Despite the differing soundbites such as pro, remain, prorogue, managed, orderly, disorderly, frictionless, close relationship, customs union, opt-in, out, leave, stay, alignment, Norway, Jersey, Switzerland, Turkey…phew…the confusion ultimately still points to the very real prospect of a “hard” Brexit either being the chosen option, or the default we fall into.

Our new Brexit date is set at 31st October 2019, a howling Halloween to end all Halloweens. Businesses simply must now use the time wisely to examine closely and make preparations for a no-deal Brexit.

The significant issue staring us down this time though is the date falls just before peak trading for retailers. Black Friday, Cyber Monday and the Xmas Season already stretch logistics systems annually to the max, add in possible customs delays, tariffs, transport capacity contraction and for sure limited to no warehouse space, preparations now need to look very different than they did the last time round.

Critical to this is warehouse space. Brexit date 1 had many businesses stockpiling ahead of potential disruption. Should we still have a disorderly Brexit, October 31st will cue a warehouse bun-fight as fast moving stock bumps heads with longer term stockpiled goods for space. A warehousing car crash in the making no less.
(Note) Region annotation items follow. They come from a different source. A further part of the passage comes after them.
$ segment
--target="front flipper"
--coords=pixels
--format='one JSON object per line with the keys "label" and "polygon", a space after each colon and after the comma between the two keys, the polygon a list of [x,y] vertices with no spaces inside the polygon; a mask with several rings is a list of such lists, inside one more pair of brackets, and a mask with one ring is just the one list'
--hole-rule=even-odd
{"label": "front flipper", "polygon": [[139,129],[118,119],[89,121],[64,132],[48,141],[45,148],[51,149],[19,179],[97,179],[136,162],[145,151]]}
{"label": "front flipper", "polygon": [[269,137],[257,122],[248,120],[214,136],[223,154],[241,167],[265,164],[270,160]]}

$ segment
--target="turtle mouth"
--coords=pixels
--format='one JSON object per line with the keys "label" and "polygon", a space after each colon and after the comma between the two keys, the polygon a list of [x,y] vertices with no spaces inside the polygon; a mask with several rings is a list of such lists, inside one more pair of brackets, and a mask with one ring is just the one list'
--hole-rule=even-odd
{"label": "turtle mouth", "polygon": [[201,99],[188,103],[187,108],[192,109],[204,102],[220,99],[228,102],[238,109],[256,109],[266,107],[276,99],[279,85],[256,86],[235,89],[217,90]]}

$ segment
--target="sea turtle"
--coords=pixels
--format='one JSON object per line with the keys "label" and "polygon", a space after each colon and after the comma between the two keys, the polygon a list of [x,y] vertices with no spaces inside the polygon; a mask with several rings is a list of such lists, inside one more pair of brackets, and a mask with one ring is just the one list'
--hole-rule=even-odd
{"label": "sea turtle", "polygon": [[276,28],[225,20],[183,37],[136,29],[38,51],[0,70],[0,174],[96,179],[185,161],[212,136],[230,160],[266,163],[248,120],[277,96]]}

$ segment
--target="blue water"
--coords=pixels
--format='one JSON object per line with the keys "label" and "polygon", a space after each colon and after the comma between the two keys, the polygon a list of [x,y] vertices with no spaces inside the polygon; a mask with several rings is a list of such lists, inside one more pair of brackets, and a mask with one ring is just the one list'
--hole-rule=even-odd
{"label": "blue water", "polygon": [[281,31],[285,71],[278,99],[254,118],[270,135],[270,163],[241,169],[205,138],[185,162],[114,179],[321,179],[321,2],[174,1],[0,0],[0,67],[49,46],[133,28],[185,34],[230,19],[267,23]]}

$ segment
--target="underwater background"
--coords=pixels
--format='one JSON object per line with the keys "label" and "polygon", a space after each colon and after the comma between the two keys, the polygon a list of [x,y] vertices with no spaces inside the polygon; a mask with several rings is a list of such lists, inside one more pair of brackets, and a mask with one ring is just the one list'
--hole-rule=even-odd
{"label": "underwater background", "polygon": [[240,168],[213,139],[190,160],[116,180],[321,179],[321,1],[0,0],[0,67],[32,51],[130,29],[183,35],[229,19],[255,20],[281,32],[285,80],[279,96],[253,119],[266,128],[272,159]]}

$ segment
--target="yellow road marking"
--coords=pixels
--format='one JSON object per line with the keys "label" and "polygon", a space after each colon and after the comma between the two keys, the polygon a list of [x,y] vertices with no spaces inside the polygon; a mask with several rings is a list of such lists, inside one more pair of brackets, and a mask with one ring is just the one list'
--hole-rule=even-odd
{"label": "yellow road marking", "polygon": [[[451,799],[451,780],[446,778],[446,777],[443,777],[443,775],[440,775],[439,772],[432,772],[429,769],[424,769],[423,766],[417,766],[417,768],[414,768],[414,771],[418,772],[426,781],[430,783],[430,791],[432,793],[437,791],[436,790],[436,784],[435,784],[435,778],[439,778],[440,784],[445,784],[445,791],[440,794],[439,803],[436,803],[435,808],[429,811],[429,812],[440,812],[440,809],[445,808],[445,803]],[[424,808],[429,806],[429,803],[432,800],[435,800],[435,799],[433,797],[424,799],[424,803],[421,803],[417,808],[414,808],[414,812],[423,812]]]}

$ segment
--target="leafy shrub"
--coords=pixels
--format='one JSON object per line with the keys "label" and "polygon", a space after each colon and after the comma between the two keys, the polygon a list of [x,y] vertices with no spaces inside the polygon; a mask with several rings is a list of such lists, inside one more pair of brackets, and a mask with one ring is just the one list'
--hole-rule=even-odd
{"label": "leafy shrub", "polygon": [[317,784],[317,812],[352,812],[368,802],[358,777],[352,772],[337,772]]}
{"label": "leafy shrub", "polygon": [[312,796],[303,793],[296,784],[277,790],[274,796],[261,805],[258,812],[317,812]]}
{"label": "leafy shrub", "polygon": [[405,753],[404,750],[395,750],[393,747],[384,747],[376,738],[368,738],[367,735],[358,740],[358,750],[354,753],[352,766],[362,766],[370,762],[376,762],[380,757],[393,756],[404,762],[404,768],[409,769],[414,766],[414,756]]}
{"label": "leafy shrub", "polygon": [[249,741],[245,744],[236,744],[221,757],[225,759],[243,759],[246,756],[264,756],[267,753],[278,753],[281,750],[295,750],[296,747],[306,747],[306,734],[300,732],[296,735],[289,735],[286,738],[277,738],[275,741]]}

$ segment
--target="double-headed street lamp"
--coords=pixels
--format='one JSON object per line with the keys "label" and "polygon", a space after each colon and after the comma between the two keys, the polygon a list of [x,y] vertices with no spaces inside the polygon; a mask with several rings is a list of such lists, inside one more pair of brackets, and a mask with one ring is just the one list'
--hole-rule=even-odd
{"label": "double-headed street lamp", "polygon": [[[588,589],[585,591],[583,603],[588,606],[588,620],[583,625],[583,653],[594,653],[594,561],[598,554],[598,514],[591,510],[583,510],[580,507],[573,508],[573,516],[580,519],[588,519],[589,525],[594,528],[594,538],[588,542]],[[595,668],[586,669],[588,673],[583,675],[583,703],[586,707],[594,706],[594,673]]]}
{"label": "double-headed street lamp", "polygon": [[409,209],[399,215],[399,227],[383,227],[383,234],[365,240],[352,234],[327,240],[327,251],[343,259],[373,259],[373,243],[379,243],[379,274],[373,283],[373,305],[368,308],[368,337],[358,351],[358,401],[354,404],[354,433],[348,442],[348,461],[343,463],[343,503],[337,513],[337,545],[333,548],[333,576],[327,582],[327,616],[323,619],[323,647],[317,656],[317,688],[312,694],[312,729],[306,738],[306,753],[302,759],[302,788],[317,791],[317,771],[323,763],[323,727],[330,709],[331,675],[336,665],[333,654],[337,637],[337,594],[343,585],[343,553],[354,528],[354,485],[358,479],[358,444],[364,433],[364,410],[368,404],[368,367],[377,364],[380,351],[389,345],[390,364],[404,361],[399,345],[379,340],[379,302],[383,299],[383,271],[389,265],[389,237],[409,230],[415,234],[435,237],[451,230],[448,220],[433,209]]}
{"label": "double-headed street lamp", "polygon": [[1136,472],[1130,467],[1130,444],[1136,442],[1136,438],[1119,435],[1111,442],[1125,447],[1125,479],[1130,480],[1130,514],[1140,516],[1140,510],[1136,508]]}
A survey conducted by the United Kingdom Warehousing Association (UKWA) reported 85% of members surveyed had received Brexit related inquiries last time round, with about 75% unable to take on more business. Storage costs also increased by a quarter.

Companies who have entered into 12 month agreements with warehouses may now have to consider whether to extend contracts in the ramp up to Xmas. Who wants to be stuck without inventory at such a critical point?

Ultimately all these problems arise from the uncertainty in Government. The fact there are confusing messages such as “we expect to make a deal, but we need to leave ‘no-deal’ on the table” frequenting our news feeds on a daily basis.

With so many variables leading to a final outcome that may be too late, all we can suggest is speak with your logistics, transport and warehouse partners and form a contingency plan for no-deal that includes having all the customs formalities in place.

There is no beta testing for Brexit, there are only economic models and expert hunches at best, and at worst politically motivated assessments. But as we all know in the UK, the weather, independent and based on billions of pounds of technology, still can’t tell us if it’s going to rain on Friday.

So we need to take things into our own hands and use our own sense to ensure we are as protected as follows. We know how dealing with Brexit can bring one to despair but let’s face it down and plan and prepare for a no-deal Brexit based on these new challenges. Treat it like a tooth extraction, you know you have to go, and you’ll feel good when it’s over.